For years advisers have been using a broad rule of thumb that 4% per annum was a sustainable rate of withdrawal (20 years ago, when I started out, it was often 5% but that had more to do with tax deferred bond withdrawals rates). This rate was set as a fixed amount at retirement and rarely reviewed. The outcome was too much capital when you died for those that lived through good investment periods and not enough for those that lived through bad.

More recently advisers have been using cashflow tools to forecast the future of clients’ capital and therefore start to answer the questions of when to retirement, how much you save and how much to draw in retirement. Most of these tools though, use an single assumption about flatline future growth rates (for example 4% per annum) and so suffer from the issue that the only ‘knowable’ thing about the cashflow is that it is wrong as soon as it is produced.

And then there is Abraham Okusanya the Übermensch of advice and funniest man in financial services (a narrow field admittedly). With his company Timeline, Abraham has produced some cashflow software which shows clients’ future financial needs but as they relate to the investment conditions of the last 100 years in a beautifully simple and graphically rich way.

Timeline recently blogged the origin story of the 4% rule and then went on to test its efficiacy using the same historic investment data to see how likely it is to still hold true. The results are fascinating and anyone saving for retirement or in retirement (so everyone) should take a look at the results because they give a really clear indication of how sustainable retirement will be for anyone not relying on fixed pension incomes.

The most surprising result is that the original research didn’t take into account investment fees. Timeline have done this with their research and assumed a 1% per annum total cost of investing. This is perhaps where the assumptions come a little adrift from reality. Whilst it is true that some of our clients are paying less than 1% per annum they are in a tiny minority of all the clients we meet. In the worst case scenarios we have found clients with in-house DFM solutions can be paying 3% per annum and this would make a huge difference to Timeline’s projections.
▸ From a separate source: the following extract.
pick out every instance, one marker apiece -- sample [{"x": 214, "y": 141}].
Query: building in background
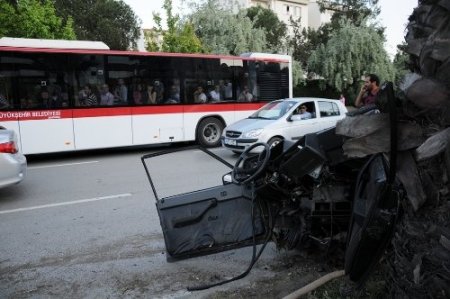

Fortunately there has been a move towards greater cost transparency from the start of this calendar year and for the first time some clients are seeing their true cost of investing. All the attention from advisers so far has been towards how to generate stable returns to keep clients spending capital safely in retirement but hopefully this might start to shift towards a focus on how the whole investment profession can spend less of the clients’ capital on themselves.